UN envoy warns of 'escalation' in Libya conflict
Ghassan Salame's remarks came as Egypt called for an urgent meeting Tuesday of the Cairo-based Arab League to discuss "developments in Libya and the possibility of an escalation" there.
Libya has been mired in conflict since an uprising toppled and killed dictator Moamer Ghadaffi in 2011, with rival administrations in the east and the west vying for power.
In April, military strongman Khalifa Haftar, who is based in the east, launched an assault to seize the capital Tripoli from the UN-recognised Government of National Accord.
In November Ankara signed a security and military cooperation deal with the GNA and also inked a maritime jurisdiction agreement with the Tripoli government.
In addition, Turkey is preparing to hold a vote in parliament on deploying troops in support of the GNA in its battle against Haftar, who is backed by Egypt, the United Arab Emirates and Russia.

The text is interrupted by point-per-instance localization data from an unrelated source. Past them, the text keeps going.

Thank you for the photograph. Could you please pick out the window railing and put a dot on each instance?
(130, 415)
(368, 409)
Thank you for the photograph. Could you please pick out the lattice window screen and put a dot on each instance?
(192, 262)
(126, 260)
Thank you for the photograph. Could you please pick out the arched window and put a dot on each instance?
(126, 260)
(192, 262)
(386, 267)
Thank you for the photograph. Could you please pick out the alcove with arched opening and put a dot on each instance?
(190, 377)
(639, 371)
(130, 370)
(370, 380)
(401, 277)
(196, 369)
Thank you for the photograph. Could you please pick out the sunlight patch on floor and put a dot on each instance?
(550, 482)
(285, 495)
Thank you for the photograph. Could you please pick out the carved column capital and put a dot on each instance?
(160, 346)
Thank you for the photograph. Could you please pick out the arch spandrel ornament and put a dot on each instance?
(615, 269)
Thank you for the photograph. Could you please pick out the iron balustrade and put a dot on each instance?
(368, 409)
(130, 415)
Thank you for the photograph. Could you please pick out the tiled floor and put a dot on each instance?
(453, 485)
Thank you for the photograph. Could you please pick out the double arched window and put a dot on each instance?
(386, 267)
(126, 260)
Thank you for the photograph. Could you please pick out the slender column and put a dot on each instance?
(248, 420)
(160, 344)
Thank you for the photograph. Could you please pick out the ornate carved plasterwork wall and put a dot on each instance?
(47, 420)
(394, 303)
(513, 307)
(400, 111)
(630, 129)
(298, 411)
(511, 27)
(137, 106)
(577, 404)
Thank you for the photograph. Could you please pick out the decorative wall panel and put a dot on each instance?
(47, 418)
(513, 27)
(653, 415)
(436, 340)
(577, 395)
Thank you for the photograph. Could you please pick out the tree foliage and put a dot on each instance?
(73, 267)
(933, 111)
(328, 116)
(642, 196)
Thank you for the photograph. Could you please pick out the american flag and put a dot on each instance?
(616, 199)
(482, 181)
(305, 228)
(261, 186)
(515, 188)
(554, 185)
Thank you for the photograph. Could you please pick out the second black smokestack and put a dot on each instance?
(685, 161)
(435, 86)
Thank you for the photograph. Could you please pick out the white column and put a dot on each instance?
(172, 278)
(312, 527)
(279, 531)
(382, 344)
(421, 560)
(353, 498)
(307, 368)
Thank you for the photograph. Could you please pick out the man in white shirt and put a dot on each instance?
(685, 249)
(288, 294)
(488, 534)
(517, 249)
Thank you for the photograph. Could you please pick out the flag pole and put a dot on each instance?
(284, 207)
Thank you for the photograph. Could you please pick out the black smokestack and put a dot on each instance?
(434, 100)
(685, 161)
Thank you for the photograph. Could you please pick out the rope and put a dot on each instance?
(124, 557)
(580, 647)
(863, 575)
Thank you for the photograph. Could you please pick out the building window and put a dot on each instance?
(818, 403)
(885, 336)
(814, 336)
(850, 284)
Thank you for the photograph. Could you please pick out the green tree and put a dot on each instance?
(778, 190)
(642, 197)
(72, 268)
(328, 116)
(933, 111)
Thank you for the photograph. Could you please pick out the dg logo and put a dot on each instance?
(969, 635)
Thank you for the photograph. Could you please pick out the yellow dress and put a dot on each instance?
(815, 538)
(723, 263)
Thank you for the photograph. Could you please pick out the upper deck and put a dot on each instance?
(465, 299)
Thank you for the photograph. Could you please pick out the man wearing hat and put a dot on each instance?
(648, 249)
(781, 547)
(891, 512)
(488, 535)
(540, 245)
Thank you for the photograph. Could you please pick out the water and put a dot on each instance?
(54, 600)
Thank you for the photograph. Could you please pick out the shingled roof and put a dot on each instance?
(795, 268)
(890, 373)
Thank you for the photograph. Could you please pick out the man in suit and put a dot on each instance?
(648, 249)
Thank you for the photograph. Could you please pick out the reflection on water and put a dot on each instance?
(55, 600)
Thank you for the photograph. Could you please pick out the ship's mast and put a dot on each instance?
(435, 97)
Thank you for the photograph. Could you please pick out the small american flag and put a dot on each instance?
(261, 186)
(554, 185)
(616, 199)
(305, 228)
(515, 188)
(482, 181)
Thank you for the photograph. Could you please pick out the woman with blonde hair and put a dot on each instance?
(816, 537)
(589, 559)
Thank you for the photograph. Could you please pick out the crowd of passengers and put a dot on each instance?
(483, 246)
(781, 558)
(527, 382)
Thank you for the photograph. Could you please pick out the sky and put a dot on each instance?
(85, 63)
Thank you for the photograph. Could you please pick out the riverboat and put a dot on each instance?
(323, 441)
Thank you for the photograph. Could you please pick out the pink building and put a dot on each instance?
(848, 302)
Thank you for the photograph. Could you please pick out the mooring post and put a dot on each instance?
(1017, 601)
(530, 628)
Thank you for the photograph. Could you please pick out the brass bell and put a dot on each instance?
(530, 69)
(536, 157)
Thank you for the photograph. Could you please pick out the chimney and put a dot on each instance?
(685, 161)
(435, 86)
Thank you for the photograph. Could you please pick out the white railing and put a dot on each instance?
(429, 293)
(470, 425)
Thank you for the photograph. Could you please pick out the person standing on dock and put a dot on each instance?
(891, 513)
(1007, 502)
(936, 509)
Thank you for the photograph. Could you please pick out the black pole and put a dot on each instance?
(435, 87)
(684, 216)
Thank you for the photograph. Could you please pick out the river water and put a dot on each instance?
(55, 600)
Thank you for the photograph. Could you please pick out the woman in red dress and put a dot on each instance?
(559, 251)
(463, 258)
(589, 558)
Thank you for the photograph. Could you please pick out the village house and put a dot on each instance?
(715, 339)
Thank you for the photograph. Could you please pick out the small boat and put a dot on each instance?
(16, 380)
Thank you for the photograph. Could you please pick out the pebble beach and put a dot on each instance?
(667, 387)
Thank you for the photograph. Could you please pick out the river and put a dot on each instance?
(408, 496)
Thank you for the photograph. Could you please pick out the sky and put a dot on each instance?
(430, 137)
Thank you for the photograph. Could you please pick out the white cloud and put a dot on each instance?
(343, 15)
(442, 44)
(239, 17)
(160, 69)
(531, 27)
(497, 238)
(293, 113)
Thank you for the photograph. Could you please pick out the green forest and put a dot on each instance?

Speaking to French daily Le Monde, the UN envoy said the agreements signed between Ankara and the GNA represent "a clear escalation of the conflict" in Libya.
He also deplored what he called the "internationalisation of the conflict", which has deepened further this year, drawing in a plethora of external forces and powers.
"We have seen mercenaries from several nationalities, including Russians, arrive (in Libya) to support Haftar's forces in Tripoli," he said.
Salame also noted the presence in Libya of "Arabic-speaking groups, probably from Syria, who are deployed alongside the GNA and the arrival of several planes from Syria to the airport in Benghazi", a Haftar bastion.
"We are facing an extremely dangerous situation where the credibility of the UN is at stake," he said, deploring the fact that the UN Security Council has yet to pass a resolution calling for a ceasefire in the battle for Tripoli.